Un arabo, un ebreo, un libanese e un egiziano assieme. Quattro etnie a dir poco diverse, tre grandi religioni monoteiste spesso opposte e inconciliabili tra loro. Eppure un percorso insieme è possibile. Un modo pubblico di stare assieme lo hanno proposto anche a Bergamo i musicisti dell’ensemble Noyallah, Eyal Lerner (Israele) ai flauti,  Ghazi Makhoul (Libano) al liuto arabo, Denis Stern (Israele) alla chitarra e Tarek Awad Alla (Egitto) alle percussioni. Nella conclusione di “Pace e guerra” del cartellone “Molte fedi sotto lo stesso cielo” i quattro, con due giovani percussionisti aggiunti e un piccolo coro, hanno dato prova del loro incontro musicale in una affollata chiesa di Loreto.

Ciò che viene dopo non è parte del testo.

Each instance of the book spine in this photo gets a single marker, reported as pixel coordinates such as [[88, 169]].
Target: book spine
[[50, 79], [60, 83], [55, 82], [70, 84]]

Ne è nata una lezione che va molti più in là della “tolleranza” e del “dialogo”. Come diceva il leader Eyal Lerner, la musica permette di fare una cosa incredibile: sovrapporre una preghiera araba e una israeliana. Una polifonia assolutamente inedita. Polifonia è proprio la parola giusta: la sovrapposizione di due, tre quattro e più voci diverse, autonome, armonizzate in un’unica proposta. Il maestro di questo genere, nella storia di sempre è Johann Sebastian Bach, per il quale la musica era una polifonia continua: era rendere e cantare  gloria a Dio, nella pluralità delle voci, simbolo e forma delle tante voci singole dell’uomo, simbolo di tutta l’umanità.

E il concerto ha dimostrato che una miscela di musiche etniche diverse funziona benissimo, crea nuove strade anche della musica, è un’esplorazione appassionante.

Un fondo, aggiungiamo, nella vecchia suite rinascimentale e barocca avveniva già qualcosa di simile: le varie danze messe in ordine l’una dopo l’altra pescavano da tante regioni allora diverse e spesso in guerra tra loro: la gavotta, la bourrée, il rigaudon e il minuetto francese, l’allemanda tedesca, la corrente, il saltarello e la gagliarda italiana, la pavana, la sarabanda spagnole, la giga irlandese, la polonaise polacca.  Tutte insieme, per creare un modello diffuso ovunque e ben vivo ancora oggi, cinque secoli dopo. La creatività dell’uomo (o di Dio ) non manca di stupire.